Eravamo alti, ormai. Duemila metri, forse più. Appena lasciato il paese in fondo alla valle aveva cominciato a nevicare e, più si saliva, più il vento sembrava cattivo. Era già da un pezzo che camminavamo sul sentiero immersi nella tempesta. Uno di quei momenti in cui rimpiangevo i tempi in cui si poteva viaggiare in auto, senza mutanti e predoni per le strade. Ero così stanca che ad ogni passo pensavo che avrei potuto morire lì, in quella neve di merda. Almeno mi sarei riposata. Il vento mi buttava i capelli davanti agli occhi e sibilava tanto forte che mi accorsi della voce di Manuel solo quando gli fui praticamente addosso.
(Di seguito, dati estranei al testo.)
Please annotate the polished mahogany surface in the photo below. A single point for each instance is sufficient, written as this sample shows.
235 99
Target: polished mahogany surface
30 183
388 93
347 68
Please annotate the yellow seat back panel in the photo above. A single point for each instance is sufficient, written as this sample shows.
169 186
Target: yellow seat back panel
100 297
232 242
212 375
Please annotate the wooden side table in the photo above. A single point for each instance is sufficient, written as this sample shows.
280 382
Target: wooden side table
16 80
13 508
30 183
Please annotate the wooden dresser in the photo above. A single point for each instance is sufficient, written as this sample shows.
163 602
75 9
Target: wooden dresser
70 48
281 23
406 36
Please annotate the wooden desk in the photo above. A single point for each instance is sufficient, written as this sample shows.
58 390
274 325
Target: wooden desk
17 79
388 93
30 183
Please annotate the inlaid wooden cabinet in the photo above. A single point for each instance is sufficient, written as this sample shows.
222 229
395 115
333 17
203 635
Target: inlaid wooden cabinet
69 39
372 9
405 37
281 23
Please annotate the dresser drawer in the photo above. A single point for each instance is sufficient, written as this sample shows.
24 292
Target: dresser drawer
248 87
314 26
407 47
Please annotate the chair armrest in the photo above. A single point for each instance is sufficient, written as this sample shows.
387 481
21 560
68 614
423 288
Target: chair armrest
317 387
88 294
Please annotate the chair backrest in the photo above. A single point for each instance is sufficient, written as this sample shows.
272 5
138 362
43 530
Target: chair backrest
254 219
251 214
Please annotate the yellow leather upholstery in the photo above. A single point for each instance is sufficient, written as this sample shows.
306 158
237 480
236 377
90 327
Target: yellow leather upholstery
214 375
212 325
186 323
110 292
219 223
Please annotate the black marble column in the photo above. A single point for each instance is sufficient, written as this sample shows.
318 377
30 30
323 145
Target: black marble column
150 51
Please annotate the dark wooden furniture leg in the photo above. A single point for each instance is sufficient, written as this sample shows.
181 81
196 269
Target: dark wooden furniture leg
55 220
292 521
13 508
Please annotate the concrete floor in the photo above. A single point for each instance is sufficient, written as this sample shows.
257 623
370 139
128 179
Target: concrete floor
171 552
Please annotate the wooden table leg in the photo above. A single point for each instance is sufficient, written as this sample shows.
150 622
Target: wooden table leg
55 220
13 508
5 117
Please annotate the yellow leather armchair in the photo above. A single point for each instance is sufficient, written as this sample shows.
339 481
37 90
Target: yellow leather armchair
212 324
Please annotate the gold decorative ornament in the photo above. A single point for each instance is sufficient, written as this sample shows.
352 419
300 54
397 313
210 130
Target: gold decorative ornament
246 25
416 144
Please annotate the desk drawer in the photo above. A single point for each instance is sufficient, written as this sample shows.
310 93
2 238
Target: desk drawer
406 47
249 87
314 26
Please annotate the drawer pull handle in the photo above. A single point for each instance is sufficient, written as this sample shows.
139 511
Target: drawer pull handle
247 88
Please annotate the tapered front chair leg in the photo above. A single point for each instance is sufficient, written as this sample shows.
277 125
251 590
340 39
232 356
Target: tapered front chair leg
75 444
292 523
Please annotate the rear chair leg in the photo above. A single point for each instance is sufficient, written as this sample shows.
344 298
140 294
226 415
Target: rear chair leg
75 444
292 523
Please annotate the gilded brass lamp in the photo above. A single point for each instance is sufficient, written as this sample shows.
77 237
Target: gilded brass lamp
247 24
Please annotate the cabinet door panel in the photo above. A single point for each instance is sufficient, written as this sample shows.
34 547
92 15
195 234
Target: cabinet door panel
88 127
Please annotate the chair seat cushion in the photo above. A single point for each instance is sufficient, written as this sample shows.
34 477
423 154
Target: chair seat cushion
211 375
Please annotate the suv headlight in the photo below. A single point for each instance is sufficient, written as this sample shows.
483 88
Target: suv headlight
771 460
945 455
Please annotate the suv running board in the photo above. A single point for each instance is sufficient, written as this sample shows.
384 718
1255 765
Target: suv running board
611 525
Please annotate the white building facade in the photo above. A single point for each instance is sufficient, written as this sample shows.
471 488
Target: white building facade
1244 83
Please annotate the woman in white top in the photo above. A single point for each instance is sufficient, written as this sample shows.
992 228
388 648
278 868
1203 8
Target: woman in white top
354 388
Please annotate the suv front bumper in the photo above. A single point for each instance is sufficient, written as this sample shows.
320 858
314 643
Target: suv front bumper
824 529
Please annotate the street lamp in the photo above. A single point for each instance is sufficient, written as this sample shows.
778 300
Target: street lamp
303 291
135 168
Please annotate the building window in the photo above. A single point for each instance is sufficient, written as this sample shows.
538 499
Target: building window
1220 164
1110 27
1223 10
«C’è una casa qua davanti!» gridò tenendosi il berretto. «So che sei una ragazza sveglia e che non serve dirtelo, ma se non mi reggi il gioco ce li avrai tutti sulla coscienza».
Che figlio di puttana. Annuii e riprendemmo a camminare per raggiungere l’edificio. Era uno di quegli chalet alpini che avevo visto ogni tanto nei presepi. Una bella casa di legno scuro piantata in una vasta radura. Ci avvicinammo, Manuel sollevò le mani e si mise a gridare il solito “Homo sapiens”.
La porta si aprì e uscì un uomo spaurito con un dito sulla bocca e un fucile nell’altra mano. «Sst! Non fare casino!» disse in un italiano da parodia nazista. «Non è sicuro stare fuori. Venite dentro».
Era insolito che qualcuno ci portasse in casa così, senza domande, ma non tentennammo nemmeno per un secondo. Entrammo in un atrio caldo, profumato di legna bruciata. Una donna ci puntava un fucile, mentre l’uomo richiudeva la porta d’ingresso.
Si portò davanti a Manuel e ci squadrò da capo a piedi. «Homo sapiens?»
«Sì, te lo giuro».
«Di dove venite?»
«Da sud».
«Na, du Stoanesel! Questo lo so!»
«Dal Lazio. Dobbiamo raggiungere la Svizzera».
«Perché?»
«Mia moglie sta là. Lei è Ester» mi indicò, «mia figlia. Abbiamo cibo, ci serve solo un riparo finché smette di nevicare».
L’uomo ci guardò ancora, indugiò su di me, poi annuì. Disse qualcosa in uno strano tedesco e la donna posò il fucile. Attraversammo uno stretto corridoio con inquietanti animaletti impagliati alle pareti. Una donnola e una faraona, o qualcosa del genere.
«Che schifo» mi uscì.
Il crucco rise. «Stai tranquilla, non ti mordono».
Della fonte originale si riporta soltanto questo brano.